= Hell on the Range =

History book by Daniel Justin Herman

Hell on the Range: A Story of Honor, Conscience, and the American West is a nonfiction book, a historical inquiry, by Daniel Justin Herman. The book was published by Yale University Press in 2010.

==Synopsis==
Herman's book, Hell on the Range, pertains to the cultural history of Arizona's free range in the 1880s. It describes how certain groups of people competed for control of the land in the area known as Arizona's Rim Country, of which the Pleasant Valley War is a segment. Some of the competing groups in the book are Texas cowboys, Mormons, mixed-race ranchers, sheepherders and Jewish merchants.

Herman's historical research includes the American West and the American West's infamous borderlands. According to Taunalyn F Rutherford, reviewing this book for the BYU Studies Quarterly, this book covers ground similar to other works discussing vigilante justice, religion, and violence in the 1800s. Again according to Rutherford, Herman's main point is that the Rim Country War was more than just a fight over land and resources. It was also made complicated by family conflicts, racial tensions, and religious disagreements. Herman calls this a "battle between honor and conscience."

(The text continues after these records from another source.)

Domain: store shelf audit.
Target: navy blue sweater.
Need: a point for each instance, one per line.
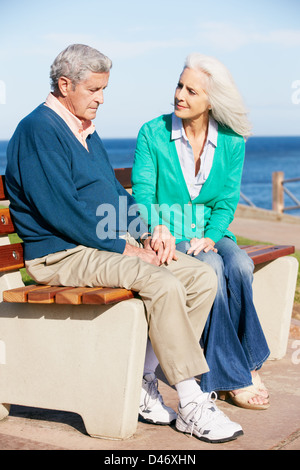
(61, 194)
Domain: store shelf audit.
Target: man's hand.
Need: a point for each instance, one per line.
(146, 254)
(163, 242)
(201, 244)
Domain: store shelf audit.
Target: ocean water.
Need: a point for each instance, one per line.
(264, 155)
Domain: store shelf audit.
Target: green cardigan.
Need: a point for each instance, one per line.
(160, 189)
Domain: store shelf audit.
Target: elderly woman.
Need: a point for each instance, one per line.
(186, 177)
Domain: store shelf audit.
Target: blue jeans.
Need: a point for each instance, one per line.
(233, 340)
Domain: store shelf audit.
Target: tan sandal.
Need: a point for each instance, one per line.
(242, 397)
(259, 385)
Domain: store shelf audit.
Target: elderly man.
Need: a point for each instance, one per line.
(59, 179)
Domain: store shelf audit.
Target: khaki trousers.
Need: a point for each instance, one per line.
(177, 297)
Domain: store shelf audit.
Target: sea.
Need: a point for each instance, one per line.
(264, 155)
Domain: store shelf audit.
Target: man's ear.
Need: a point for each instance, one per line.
(64, 85)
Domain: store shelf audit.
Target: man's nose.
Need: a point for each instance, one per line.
(99, 97)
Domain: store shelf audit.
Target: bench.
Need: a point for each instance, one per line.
(83, 349)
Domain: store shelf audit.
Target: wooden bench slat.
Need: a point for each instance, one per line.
(11, 257)
(44, 295)
(20, 294)
(264, 253)
(73, 295)
(106, 296)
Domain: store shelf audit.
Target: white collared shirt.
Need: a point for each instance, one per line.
(186, 155)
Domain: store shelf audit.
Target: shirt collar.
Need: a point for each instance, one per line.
(79, 128)
(178, 131)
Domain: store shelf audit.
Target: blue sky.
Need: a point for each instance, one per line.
(259, 41)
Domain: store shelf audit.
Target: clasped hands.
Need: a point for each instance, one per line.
(160, 248)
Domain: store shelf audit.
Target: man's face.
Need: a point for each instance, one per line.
(83, 101)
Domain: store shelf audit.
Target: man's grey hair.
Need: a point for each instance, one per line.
(76, 62)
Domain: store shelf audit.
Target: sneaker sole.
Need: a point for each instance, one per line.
(160, 423)
(214, 441)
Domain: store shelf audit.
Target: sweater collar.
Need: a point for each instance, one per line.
(178, 131)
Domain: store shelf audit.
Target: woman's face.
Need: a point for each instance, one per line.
(191, 101)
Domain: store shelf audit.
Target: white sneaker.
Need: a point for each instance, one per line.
(152, 407)
(203, 419)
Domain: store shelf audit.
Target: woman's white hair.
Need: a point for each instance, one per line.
(76, 62)
(226, 103)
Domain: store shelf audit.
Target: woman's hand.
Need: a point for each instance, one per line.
(201, 244)
(163, 243)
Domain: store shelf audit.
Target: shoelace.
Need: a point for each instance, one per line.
(204, 406)
(152, 392)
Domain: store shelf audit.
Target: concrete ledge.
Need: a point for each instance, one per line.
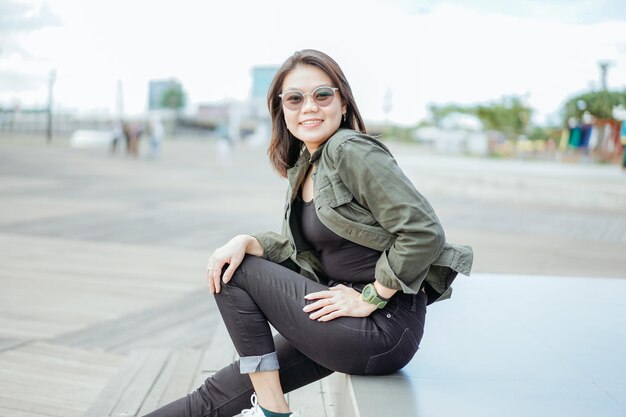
(512, 346)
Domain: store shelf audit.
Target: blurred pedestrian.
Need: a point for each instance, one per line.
(117, 134)
(156, 131)
(623, 141)
(132, 132)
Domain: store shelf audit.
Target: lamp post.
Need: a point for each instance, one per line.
(51, 80)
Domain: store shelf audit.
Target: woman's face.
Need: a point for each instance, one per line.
(311, 123)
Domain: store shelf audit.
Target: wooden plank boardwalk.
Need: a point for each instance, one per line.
(103, 306)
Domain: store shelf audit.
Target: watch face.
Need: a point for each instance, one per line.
(367, 291)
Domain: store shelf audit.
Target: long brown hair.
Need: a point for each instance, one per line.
(284, 149)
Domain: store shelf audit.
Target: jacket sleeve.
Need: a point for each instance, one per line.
(276, 247)
(378, 184)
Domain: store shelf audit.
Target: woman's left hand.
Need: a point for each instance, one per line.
(336, 302)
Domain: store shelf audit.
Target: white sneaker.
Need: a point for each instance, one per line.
(256, 411)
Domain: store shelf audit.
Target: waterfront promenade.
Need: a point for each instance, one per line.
(102, 256)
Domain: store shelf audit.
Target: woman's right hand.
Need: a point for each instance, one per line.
(232, 253)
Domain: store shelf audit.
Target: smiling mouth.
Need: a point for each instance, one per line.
(311, 122)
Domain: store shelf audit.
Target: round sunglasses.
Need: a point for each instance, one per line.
(322, 96)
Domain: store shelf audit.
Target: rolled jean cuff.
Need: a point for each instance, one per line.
(263, 363)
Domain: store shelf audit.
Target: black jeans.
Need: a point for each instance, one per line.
(261, 292)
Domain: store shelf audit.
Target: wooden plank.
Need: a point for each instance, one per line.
(110, 395)
(308, 400)
(10, 343)
(131, 400)
(154, 399)
(187, 367)
(220, 352)
(126, 333)
(10, 412)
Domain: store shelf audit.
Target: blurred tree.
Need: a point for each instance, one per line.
(509, 115)
(599, 104)
(438, 113)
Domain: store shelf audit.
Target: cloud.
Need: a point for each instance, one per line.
(14, 82)
(19, 17)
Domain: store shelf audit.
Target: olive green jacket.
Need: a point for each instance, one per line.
(362, 195)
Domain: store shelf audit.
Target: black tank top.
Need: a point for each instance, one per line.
(343, 260)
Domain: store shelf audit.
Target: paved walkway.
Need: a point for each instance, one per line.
(103, 256)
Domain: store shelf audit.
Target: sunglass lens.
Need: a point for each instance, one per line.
(323, 96)
(293, 99)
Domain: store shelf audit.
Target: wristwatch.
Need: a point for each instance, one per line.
(371, 296)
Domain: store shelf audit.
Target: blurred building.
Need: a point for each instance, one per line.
(455, 133)
(157, 90)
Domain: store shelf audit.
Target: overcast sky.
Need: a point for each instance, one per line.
(422, 51)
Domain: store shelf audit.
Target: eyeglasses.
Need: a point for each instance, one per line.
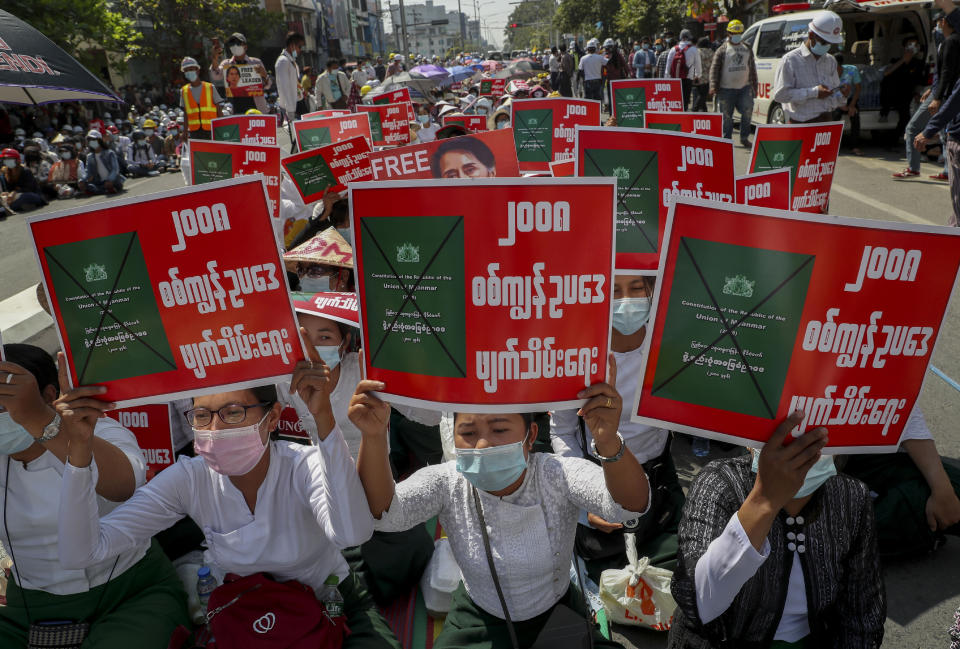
(232, 413)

According to Herman, the culture of honor in the late 1800s was defined by physical courage, loyalty to family,
protecting your family and reputation, showing off wealth, being welcoming to guests, gambling and drinking, and public shaming. In contrast, conscience was a different way of looking at the world. It was based on moral courage over physical courage, personal religious practices over family reputation, saving money and working hard over showing off wealth,
sobriety and honesty over drinking and gambling, and encouraging and helping people over punishing and shaming them.